Menurut Peraturan Pemerintah nomor 101 tahun 2014 tempat penyimpanan limbah B3 harus memenuhi persyaratan sebagai berikut:
1.    Lokasi harus bebas banjir dan tidak rawan bencana alam, dapat direkayasa dengan teknologi untuk perlindungan dan pengelolaan lingkungan hidup, dan harus berada di dalam penguasaan setiap orang yang menghasilkan Limbah B3.
2.   Fasilitas penyimpanan limbah B3 yang sesuai dengan jumlah Limbah B3, karakteristik limbah B3, dan dilengkapi dengan upaya pengendalian Pencemaran Lingkungan Hidup.
3.    Memiliki peralatan penanggulangan keadaan darurat.
Pengumpulan limbah B3 dapat dilakukan dengan cara segregasi dan penyimpanan, contoh segregasi limbah B3 sesuai dengan jenis dan karakteristiknya antara lain segregasi oli bekas dengan minyak kotor (slope oil) dan segregasi antara slag baja dengan slag tembaga.  Sedangkan penyimpanan limbah B3 paling lama:
1.  90 (sembilan puluh) hari sejak Limbah B3 dihasilkan, untuk Limbah B3 yang dihasilkan sebesar 50 kg (lima puluh kilogram) per hari atau lebih.
2.    180 (seratus delapan puluh) hari sejak Limbah B3 dihasilkan, untuk Limbah B3 yang dihasilkan kurang dari 50 kg (lima puluh kilogram) per hari untuk Limbah B3 kategori 1.
3.    365 (tiga ratus enam puluh lima) hari sejak Limbah B3 dihasilkan, untuk Limbah B3 yang dihasilkan kurang dari 50 kg (lima puluh kilogram) per hari untuk Limbah B3 kategori 2 dari sumber tidak spesifik dan sumber spesifik umum.
4.    365 (tiga ratus enam puluh lima) hari sejak Limbah B3 dihasilkan, untuk Limbah B3 kategori 2 dari sumber spesifik khusus.
Sebenarnya limbah tidak bersalah tetapi yang salah adalah perbuatan dari manusianya itu sendiri dalam membuang limbah.
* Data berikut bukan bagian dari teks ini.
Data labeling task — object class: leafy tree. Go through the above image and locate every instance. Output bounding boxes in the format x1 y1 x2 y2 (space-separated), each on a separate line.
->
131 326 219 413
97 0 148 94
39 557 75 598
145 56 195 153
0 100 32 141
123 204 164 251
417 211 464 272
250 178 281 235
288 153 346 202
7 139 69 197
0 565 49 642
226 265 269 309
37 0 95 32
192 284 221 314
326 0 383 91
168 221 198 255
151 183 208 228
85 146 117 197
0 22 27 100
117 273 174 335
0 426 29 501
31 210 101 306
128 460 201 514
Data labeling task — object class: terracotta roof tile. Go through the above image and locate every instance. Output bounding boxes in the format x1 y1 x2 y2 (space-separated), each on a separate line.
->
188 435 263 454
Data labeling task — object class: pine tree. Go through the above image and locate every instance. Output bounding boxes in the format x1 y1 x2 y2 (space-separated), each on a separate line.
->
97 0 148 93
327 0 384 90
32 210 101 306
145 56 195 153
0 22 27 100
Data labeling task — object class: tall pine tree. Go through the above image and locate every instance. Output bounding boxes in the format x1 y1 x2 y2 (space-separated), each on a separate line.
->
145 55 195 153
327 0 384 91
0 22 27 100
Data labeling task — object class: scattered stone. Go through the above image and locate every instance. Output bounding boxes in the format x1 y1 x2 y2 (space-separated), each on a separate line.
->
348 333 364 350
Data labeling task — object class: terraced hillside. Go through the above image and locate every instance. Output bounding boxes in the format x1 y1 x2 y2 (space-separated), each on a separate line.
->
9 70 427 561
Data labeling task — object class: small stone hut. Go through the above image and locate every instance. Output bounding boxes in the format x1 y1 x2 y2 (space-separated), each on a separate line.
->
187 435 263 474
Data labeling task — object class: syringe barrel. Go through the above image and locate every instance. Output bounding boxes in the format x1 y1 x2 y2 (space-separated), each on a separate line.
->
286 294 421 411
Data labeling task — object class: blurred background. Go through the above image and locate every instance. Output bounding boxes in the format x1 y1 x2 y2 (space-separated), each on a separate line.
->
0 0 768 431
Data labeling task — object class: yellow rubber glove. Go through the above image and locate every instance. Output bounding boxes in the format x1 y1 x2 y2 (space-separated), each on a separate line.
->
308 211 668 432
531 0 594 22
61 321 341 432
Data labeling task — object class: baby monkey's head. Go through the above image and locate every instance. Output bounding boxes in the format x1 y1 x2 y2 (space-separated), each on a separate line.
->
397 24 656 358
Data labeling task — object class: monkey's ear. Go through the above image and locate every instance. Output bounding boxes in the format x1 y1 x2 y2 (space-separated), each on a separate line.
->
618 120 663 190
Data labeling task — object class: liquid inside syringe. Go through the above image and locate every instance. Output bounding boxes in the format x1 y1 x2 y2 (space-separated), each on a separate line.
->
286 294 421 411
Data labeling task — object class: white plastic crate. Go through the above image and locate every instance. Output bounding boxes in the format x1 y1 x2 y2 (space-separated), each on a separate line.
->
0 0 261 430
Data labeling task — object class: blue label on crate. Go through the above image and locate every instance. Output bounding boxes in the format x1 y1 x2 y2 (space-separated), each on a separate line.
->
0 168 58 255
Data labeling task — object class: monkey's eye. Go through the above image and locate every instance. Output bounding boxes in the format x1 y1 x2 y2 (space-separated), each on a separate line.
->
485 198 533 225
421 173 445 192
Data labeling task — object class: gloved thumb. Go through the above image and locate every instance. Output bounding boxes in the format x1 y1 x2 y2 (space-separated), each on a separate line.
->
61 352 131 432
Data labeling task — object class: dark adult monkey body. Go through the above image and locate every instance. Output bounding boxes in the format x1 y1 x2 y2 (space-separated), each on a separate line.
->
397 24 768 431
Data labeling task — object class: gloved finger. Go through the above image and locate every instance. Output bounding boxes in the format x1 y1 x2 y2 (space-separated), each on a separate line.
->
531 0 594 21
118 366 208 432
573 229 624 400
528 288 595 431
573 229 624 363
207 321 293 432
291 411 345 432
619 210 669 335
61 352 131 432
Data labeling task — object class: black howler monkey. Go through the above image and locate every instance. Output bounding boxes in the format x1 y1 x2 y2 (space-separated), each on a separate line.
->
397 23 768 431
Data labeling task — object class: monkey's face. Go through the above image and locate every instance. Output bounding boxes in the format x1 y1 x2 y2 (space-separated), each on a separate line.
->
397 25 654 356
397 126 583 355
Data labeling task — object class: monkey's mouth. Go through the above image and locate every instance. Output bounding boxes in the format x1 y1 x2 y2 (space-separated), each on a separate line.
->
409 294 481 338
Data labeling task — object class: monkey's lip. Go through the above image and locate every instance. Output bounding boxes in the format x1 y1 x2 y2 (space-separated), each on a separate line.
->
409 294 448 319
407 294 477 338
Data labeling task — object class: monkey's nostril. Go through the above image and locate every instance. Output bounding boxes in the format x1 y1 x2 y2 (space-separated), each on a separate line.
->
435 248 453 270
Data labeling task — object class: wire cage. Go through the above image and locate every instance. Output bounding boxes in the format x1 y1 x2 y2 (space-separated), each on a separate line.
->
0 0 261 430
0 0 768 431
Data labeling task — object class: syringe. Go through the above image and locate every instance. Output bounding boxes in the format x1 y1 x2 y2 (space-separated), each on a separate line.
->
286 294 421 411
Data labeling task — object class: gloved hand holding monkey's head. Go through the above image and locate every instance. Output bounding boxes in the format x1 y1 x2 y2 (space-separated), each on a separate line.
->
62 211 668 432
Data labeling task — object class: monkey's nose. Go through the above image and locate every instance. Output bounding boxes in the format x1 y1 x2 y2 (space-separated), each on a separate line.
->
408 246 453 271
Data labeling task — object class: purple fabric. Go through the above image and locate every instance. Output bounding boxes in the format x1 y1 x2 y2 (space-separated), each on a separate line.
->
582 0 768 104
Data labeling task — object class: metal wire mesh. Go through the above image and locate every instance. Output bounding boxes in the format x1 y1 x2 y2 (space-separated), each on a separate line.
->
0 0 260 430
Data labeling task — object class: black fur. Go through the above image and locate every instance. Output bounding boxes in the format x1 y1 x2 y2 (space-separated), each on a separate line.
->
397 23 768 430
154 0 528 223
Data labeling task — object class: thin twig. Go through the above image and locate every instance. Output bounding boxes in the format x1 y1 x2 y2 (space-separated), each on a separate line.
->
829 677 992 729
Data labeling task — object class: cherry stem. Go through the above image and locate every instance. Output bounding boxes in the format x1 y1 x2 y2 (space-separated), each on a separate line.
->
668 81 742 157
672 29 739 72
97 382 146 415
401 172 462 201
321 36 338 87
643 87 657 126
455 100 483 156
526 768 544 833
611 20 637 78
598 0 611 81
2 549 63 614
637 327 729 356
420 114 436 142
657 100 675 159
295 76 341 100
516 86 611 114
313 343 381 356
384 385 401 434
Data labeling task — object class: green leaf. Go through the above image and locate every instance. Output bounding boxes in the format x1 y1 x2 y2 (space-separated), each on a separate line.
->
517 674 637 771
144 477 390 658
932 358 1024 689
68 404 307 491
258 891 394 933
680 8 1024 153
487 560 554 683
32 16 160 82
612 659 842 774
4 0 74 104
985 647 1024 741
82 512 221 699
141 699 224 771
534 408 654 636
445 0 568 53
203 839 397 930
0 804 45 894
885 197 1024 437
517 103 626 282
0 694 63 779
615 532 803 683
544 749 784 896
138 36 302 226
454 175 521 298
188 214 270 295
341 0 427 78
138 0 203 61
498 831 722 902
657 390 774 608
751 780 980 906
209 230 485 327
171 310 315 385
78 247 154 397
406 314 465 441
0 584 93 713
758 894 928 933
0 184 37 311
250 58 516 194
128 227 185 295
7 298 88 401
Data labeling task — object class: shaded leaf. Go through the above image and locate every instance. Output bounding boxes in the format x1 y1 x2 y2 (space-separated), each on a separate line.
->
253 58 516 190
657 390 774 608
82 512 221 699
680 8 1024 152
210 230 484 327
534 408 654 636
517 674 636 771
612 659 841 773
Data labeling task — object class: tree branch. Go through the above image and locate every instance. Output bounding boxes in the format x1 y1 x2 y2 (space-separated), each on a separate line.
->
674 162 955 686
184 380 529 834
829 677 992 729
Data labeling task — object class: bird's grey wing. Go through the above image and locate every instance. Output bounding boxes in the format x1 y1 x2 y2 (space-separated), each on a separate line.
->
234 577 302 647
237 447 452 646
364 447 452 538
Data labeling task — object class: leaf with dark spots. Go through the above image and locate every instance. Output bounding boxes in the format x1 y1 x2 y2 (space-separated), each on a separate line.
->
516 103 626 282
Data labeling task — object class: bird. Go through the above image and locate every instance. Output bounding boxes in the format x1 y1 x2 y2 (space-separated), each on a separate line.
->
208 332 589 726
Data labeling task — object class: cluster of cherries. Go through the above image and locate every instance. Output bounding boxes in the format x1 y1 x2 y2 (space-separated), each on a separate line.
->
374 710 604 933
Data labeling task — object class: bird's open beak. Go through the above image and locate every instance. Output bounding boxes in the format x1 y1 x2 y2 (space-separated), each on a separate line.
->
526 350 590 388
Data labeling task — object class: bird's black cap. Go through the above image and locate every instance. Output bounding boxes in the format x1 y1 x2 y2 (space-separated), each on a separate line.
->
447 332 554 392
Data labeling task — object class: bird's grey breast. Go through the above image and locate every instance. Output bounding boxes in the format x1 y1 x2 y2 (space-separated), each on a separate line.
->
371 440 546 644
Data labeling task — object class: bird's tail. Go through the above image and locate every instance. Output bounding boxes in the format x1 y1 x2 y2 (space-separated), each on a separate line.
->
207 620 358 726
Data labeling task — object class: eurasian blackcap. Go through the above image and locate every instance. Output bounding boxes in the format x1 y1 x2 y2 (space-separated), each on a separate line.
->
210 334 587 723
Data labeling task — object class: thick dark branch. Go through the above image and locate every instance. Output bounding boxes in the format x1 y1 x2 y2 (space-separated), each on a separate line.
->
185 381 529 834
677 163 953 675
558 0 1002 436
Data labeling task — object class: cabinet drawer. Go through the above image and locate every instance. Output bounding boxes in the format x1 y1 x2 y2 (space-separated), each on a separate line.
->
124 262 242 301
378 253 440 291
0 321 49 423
Limbah pastinya diakibatkan oleh manusia itu sendiri, perlu diketahui bahwa banyak penyebab yang diakibatkan dari manusia dalam membuang limbah secara sembarangan, yakni di dalam pikiran sebagian masyarakat pada umumnya menganggap bahwa membuang limbah sembarangan ini bukanlah hal yang salah dan wajar untuk dilakukan. Norma dari lingkungan sekitar seperti keluarga, sekolah, masyarakat, atau bahkan tempat pekerjaan. Pengaruh lingkungan merupakan suatu faktor besar didalam munculnya suatu perilaku. Contohnya, pengaruh lingkungan seperti membuang limbah sembarangan, akan menjadi faktor besar dalam munculnya perilaku membuang limbah sembarangan. 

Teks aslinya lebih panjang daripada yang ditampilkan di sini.